Benar saja, namanya kini menjadi berita terhangat di forum, wanita itu membaca beberapa artikel, banyak yang bertanya siapa lelaki itu. Ada yang mengatakan kalau itu adalah kakaknya, tapi tak sedikit yang mengatakan kalau Haruna diam-diam mempunyai pacar dan tinggal satu atap. Namun, bibirnya perlahan membentuk senyuman saat melihat video yang disebarluaskan.
“Untung aja cuma setengah badan,” gumamnya yang senang karena wajah Ravindra tidak terlihat di rekaman tersebut. Haruna pun kembali ke telponnya. “Dia—”
“Siapa? Jangan bohong sama gue, lo diem-diem punya pacar, Na?”
“Dia bukan pacar gue, dia … sepupu gue. Tadi malem bukannya gue udah bilang kalo lagi pergi sama sepupu? Berhubung udah kemaleman, gue disuruh nginep,” jelasnya yang berharap kalau sang manager langsung percaya dan tidak banyak melontarkan banyak pertanyaan lagi.
“Ah, gue lupa. Iya, juga, ya. Sorry, gue beneran lupa, gue tadi udah panik duluan pas baca artikel yang bilang kalo lo skandal sama sugar daddy.” Haruna yang mendengar kata terakhir dari yang manager hanya bisa tertawa paksa, entah sejak kapan dia sangat lancar untuk melakukan kebohongan. “Untung aja cuma salah paham, kalo gitu udah dulu. Nikmati hari libur lo sebaik mungkin.”

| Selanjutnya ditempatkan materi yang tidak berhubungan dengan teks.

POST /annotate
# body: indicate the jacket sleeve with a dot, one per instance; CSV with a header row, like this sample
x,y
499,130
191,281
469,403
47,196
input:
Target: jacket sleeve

Haruna menghela napas lega saat sambungan telpon berakhir. Wanita itu kembali melihat forum, dia tersenyum melihat klarifikasi dari pihak agensi tentang live tadi pagi. Haruna tersenyum tipis saat melihat agensi yang masih melindunginya, meski kini karier-nya berada diujung tanduk.
“Sial, gue jadi nggak bisa lanjut tidur,” gumamnya saat melihat jam yang ada pada layar ponsel. Dia pun beranjak dari tempat tidur dan berjalan menuju kamar mandi untuk membersihkan badan dan bersiap-siap untuk pergi ke butik.
***
“Inget, akting lo harus natural! Jangan bikin nyokap gue curiga,” peringat Ravindra saat masuk ke dalam mobil.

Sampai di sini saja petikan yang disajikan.